The math here is interesting. Subgame perfection, plus a short proposition, means that the agent’s action will be a deterministic function of his posterior. The sender’s payoff is a function of the agent’s action. Hence the sender’s payoff is a function of the induced posterior. Whenever there are convexities in the sender payoff as a function of agent’s action, the sender should choose signals (or randomize) to “smooth out” that convexity. In the example, the prosecutor payoff is 0 if the judge’s posterior of guilt is below .5, and 1 if equal to or above .5. That function has a convexity between 0 and .5. We can choose signals in a verifiable way such that if the prior is some p in (0, .5), the overall probability of conviction rises to 2p; just choose evidence such that the p percent of guilty defendants, plus another p percent of innocent defendants, all have the same just-strong-enough evidence against them.
A Fine Theorem 
Hi, I am a fan of this blog. I would be very interested to hear your thoughts on the Apple vs Samsung case.
On legal points, I don’t have anything to add that hasn’t been said by many others on the internet. But on the economics of software patents, see Bessen and Maskin (RAND, 2009), which I’ve discussed on this site previously. The question, “Are these patents socially useful?” has a simple answer: no. You can see this just by imagining the counterfactual world where Apple has zero protection on software elements, and where trade dress patents are interpreted like trademarks (i.e., anyone can use a bezel and rounded corners, but you can’t make a knockoff and try to fool consumers into thinking your phone is an iPhone). Does Apple still invent the “rubber-band” bounceback when scrolling? Do they still use double-tap for zoom, the obvious analog of double-click on a touchscreen? Clearly, the answer is yes. If that’s the case, then, these patents have purely anticompetitive effects. That’s worrying.
Thanks. That would be my guess, too. I must say, I learned most of what I know about these issues from this blog.
This sounds like something that’s quite common in poker strategies. Like your prosecutor, a poker player can choose what quality hands to bet and how many bad hand they will bluff with.
To get more than your fair share of pots, you pick all your good hands and some percentage of your bad hands to bluff with, so that your opponent slightly loses (below 0 expected value) if he calls every time. As long as the expected value is slightly below 0, he should theoretically fold every time if he cannot distinguish the cases apart.
Like your prosecutor bluffing your judge. He’s mixed in some small percentage of innocent cases, but not so much that the judge can call his bluff profitably. Is that the same dynamic as analyzed in the paper?

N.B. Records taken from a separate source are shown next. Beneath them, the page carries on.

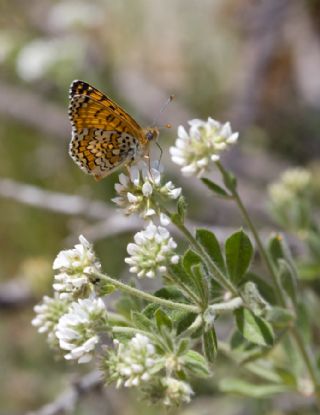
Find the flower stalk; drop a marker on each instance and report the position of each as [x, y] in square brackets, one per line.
[146, 296]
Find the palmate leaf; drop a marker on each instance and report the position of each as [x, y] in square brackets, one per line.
[254, 328]
[210, 244]
[239, 253]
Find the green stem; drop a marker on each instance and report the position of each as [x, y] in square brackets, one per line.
[220, 278]
[308, 360]
[148, 297]
[184, 288]
[130, 330]
[193, 327]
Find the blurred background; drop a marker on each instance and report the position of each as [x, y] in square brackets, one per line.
[253, 62]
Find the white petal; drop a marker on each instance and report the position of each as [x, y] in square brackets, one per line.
[132, 198]
[147, 189]
[182, 133]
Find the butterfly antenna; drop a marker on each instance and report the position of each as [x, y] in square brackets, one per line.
[164, 106]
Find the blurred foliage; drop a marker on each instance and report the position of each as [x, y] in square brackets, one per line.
[201, 51]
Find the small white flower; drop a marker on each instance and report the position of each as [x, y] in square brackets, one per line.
[292, 183]
[132, 363]
[196, 149]
[74, 266]
[48, 313]
[138, 192]
[77, 330]
[176, 392]
[152, 251]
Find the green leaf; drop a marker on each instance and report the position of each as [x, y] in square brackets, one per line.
[185, 279]
[215, 188]
[303, 322]
[279, 316]
[254, 328]
[170, 293]
[242, 388]
[210, 345]
[184, 321]
[183, 346]
[196, 364]
[163, 320]
[239, 253]
[189, 259]
[211, 245]
[182, 208]
[275, 248]
[264, 287]
[141, 321]
[200, 283]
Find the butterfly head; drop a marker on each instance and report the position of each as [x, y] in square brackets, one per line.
[152, 134]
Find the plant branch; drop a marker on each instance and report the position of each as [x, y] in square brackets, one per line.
[308, 360]
[146, 296]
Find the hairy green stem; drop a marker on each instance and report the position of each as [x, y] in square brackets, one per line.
[130, 330]
[304, 352]
[146, 296]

I’ve read this paper but didn’t understand that player’s could be worse off by persuasion. The authors also claim there isn’t even a babbling equilibrium. I’m no theorist, did I miss something? In any case, a crucial ingredient of the model that should be mentioned is that Sender can commit to a strategy, which is not the case in the classic literature.
Indeed it is – see the discussion on p. 2598 of precisely this point.